Claro que neste Museu imaginário não entrarão certamente imagens iconoclastas do campo de concentração do Tarrafal, ou das prisões de Caxias, de Peniche ou do Aljube, onde o inspirado Pastor encerrava as almas transviadas dos deveres pátrios; ou a carantonha grotesca da Censura sempre atenta às palavras subversivas dos escribas vermelhos ou aparentados (rosados ou alaranjados), daí o contraste cromático do lápis azul; ou a proibição dos pobres de pedir nas ruas de Lisboa para não afugentar turistas mais sensíveis; ou as imagens nada abonatórias da cruel guerra colonial durante 13 anos, ou, maldição das maldições, essa subversiva cadeira de lona que o empurraria para a morte na flor da idade dos oitenta anos.
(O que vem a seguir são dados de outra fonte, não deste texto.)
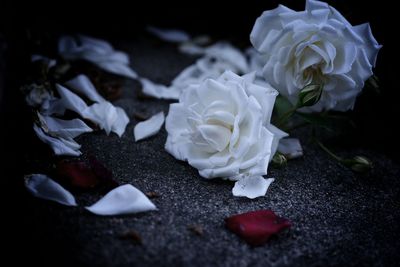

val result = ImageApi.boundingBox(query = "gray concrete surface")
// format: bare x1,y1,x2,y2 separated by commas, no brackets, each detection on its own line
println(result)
7,39,400,266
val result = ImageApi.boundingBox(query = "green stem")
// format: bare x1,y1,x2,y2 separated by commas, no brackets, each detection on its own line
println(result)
282,122,310,132
276,105,297,128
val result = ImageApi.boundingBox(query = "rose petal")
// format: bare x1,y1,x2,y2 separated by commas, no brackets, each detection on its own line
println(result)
133,112,165,141
33,124,82,156
58,36,138,79
56,84,88,116
86,184,157,215
147,26,190,43
57,161,99,188
111,107,129,137
25,174,77,206
65,75,106,103
278,138,303,159
232,176,275,199
225,210,291,246
38,113,93,139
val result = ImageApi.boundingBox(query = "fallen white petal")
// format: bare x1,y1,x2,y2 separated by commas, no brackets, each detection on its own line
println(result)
96,61,138,79
86,184,157,215
133,112,165,141
179,41,205,56
82,101,118,135
111,107,129,137
278,138,303,159
147,26,190,43
65,75,105,103
55,84,87,116
25,174,77,206
58,35,137,78
232,176,275,199
38,113,93,139
33,124,82,156
140,78,180,99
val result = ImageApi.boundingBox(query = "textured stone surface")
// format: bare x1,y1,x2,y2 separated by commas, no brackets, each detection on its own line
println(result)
2,39,400,266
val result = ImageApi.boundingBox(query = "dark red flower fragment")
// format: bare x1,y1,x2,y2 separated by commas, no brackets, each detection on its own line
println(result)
225,210,291,246
57,157,119,193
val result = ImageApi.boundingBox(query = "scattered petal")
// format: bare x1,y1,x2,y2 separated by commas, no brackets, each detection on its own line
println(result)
33,124,82,156
25,174,77,206
145,191,160,198
86,184,157,215
278,138,303,159
147,26,190,43
134,112,165,141
133,112,149,121
57,161,99,188
225,210,291,246
232,176,275,199
58,35,137,79
111,107,129,137
65,75,106,103
37,113,93,140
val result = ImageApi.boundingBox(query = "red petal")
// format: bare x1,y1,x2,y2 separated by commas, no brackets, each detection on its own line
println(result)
225,210,291,246
57,161,99,188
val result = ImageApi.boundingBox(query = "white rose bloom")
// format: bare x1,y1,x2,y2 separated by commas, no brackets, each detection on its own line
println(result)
165,71,286,181
250,0,381,112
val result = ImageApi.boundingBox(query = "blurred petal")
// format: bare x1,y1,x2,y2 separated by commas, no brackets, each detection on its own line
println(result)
65,74,105,103
225,210,291,246
33,124,82,156
278,138,303,159
25,174,77,206
232,176,275,199
86,184,157,215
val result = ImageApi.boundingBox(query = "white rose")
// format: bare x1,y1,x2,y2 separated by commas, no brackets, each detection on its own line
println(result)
165,71,286,181
250,0,381,112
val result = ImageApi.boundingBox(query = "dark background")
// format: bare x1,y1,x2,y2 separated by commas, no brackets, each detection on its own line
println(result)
0,0,394,152
0,0,400,266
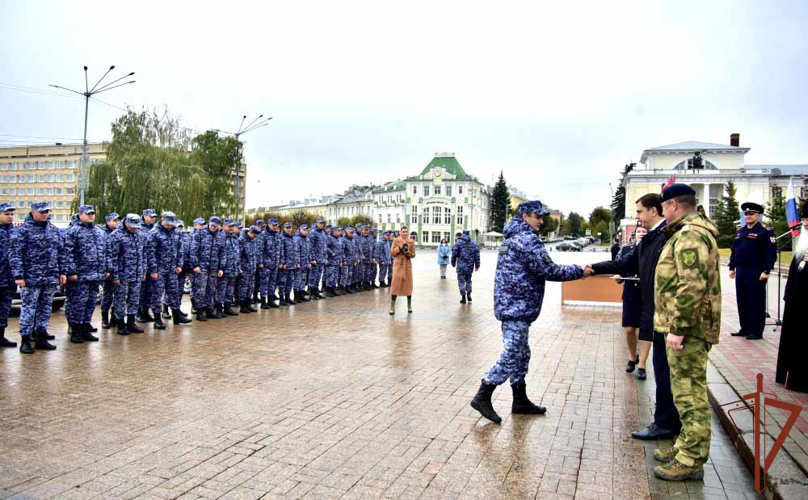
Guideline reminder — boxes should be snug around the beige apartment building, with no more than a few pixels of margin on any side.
[0,143,105,227]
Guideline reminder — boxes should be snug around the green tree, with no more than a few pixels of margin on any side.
[491,171,511,233]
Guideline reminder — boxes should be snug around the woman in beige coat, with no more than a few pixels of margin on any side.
[390,226,415,316]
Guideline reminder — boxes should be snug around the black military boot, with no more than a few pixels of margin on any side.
[511,382,547,415]
[171,309,191,325]
[471,379,502,424]
[0,328,17,347]
[224,302,238,316]
[115,318,129,335]
[20,335,36,354]
[126,314,143,333]
[154,308,166,330]
[70,323,84,344]
[81,323,98,342]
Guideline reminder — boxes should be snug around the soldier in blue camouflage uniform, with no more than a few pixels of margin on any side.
[101,212,121,329]
[217,219,241,316]
[294,224,312,304]
[105,214,146,335]
[9,201,67,354]
[238,226,263,313]
[0,203,17,347]
[61,205,106,344]
[146,212,191,330]
[471,201,584,423]
[452,230,480,304]
[191,215,226,321]
[135,208,157,323]
[309,219,328,299]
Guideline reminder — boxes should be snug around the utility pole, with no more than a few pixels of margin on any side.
[216,115,272,223]
[50,66,135,205]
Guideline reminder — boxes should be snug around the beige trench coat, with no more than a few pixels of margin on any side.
[390,237,415,296]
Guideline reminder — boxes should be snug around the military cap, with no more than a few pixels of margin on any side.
[126,214,141,229]
[31,201,50,212]
[516,200,550,217]
[659,184,696,202]
[741,201,763,214]
[161,212,177,226]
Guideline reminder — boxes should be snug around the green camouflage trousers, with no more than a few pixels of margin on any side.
[667,335,712,467]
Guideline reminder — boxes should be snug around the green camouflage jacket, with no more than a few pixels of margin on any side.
[654,212,721,344]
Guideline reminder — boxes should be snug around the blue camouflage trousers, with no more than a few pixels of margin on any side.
[112,280,142,320]
[236,270,255,302]
[152,269,182,309]
[0,287,14,328]
[101,280,115,311]
[65,281,101,323]
[457,268,473,293]
[309,262,325,288]
[485,321,530,385]
[20,285,56,336]
[324,265,340,287]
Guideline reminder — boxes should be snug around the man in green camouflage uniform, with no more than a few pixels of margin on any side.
[654,184,721,481]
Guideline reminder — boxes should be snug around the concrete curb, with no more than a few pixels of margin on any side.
[707,362,808,500]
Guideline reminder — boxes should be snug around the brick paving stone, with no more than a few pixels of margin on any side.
[0,251,764,499]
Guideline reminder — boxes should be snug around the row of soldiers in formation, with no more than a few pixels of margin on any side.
[0,202,395,354]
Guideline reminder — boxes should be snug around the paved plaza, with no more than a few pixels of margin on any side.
[0,250,761,499]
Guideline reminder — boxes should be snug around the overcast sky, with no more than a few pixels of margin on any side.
[0,0,808,215]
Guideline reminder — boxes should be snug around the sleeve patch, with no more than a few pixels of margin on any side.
[682,249,699,267]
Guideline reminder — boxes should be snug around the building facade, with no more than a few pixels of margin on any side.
[621,134,808,239]
[0,143,106,227]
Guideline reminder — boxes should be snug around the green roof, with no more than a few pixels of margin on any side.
[421,156,469,180]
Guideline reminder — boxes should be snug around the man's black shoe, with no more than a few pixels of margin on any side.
[631,424,677,441]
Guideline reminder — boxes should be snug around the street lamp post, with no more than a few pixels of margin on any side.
[217,115,272,223]
[50,66,135,205]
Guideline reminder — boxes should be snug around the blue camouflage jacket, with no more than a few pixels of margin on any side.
[106,228,146,283]
[224,233,241,278]
[62,222,107,281]
[9,213,62,286]
[191,228,227,273]
[0,224,16,288]
[452,236,480,272]
[494,218,583,322]
[145,224,183,275]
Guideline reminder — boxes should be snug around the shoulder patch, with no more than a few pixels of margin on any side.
[682,249,699,267]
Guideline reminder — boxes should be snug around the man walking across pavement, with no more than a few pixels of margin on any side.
[654,184,721,481]
[729,202,777,340]
[62,205,106,344]
[452,229,480,304]
[471,201,584,424]
[9,201,67,354]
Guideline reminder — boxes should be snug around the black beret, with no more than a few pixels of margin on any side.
[659,184,696,202]
[741,201,763,214]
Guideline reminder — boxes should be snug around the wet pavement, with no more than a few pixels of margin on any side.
[0,251,759,499]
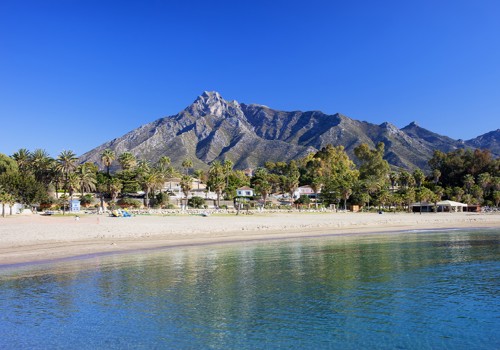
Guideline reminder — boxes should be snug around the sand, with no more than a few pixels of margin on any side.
[0,212,500,266]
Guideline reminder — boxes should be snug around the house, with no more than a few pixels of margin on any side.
[243,168,253,177]
[236,186,255,197]
[293,185,321,199]
[411,200,467,213]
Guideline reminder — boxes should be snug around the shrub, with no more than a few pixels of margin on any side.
[116,198,142,209]
[188,196,205,209]
[80,194,94,207]
[153,192,170,208]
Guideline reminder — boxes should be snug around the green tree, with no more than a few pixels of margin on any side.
[101,148,116,178]
[109,177,123,202]
[56,150,78,214]
[0,153,19,174]
[251,168,272,206]
[182,158,193,175]
[282,160,300,205]
[77,163,97,197]
[207,160,226,207]
[12,148,31,175]
[315,145,359,208]
[180,175,193,205]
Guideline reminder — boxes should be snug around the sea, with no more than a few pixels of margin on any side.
[0,228,500,349]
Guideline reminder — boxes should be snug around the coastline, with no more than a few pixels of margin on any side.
[0,212,500,267]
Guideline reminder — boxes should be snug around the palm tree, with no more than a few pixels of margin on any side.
[68,173,80,200]
[182,158,193,175]
[193,169,205,189]
[477,173,493,197]
[464,174,476,194]
[101,148,116,177]
[78,163,97,197]
[432,169,441,185]
[158,156,172,168]
[222,159,234,188]
[252,168,272,206]
[389,171,399,192]
[0,188,7,217]
[208,160,226,207]
[180,175,193,208]
[56,150,78,214]
[109,177,123,202]
[12,148,31,174]
[140,169,163,208]
[413,169,425,189]
[118,152,137,171]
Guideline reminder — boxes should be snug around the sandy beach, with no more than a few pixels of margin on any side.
[0,212,500,265]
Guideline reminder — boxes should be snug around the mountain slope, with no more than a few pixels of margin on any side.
[80,92,498,169]
[465,129,500,157]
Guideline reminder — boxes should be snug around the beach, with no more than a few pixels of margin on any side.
[0,212,500,265]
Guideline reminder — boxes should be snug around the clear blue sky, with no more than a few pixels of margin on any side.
[0,0,500,156]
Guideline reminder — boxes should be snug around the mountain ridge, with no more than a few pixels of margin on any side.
[80,91,500,169]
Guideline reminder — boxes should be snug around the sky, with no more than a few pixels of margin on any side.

Em contrapartida aí figurarão os chinelos de quarto; a caneta com que deu à luz os textos da sua gloriosa oratória; o vaso com alecrim a evocar a sua origem rústica; o seu Livro de Horas; uma fotografia a lembrar a sua saudação fascista; um estilhaço de unha encravada por causa das botas; o chicote com que se fustigava clandestinamente para afugentar os pecados da carne; postais de Fátima autografados pelos pastorinhos; um punhal com o qual trespassou os cromos de Marx e Lénine, emanações de Belzebu; um retrato de Humberto Delgado todo riscado a tinta azul e legendado com a frase “Aos traidores nunca perdoo”; as suas missivas para a Pide, aconselhando astuciosamente, para cada caso, o uso intercalar da cenoura e do bastão; um relatório das centenas de pobrezinhos que sempre caridosamente ajudou; a longa correspondência com o Cardeal Cerejeira e finalmente, entre outros artefactos, o térreo e terno penico que nunca largou em horas de aflição. Enfim, símbolos de um português que sempre soube gloriosamente unir o pragmatismo telúrico e a aspiração indelével aos azulinos destinos celestes.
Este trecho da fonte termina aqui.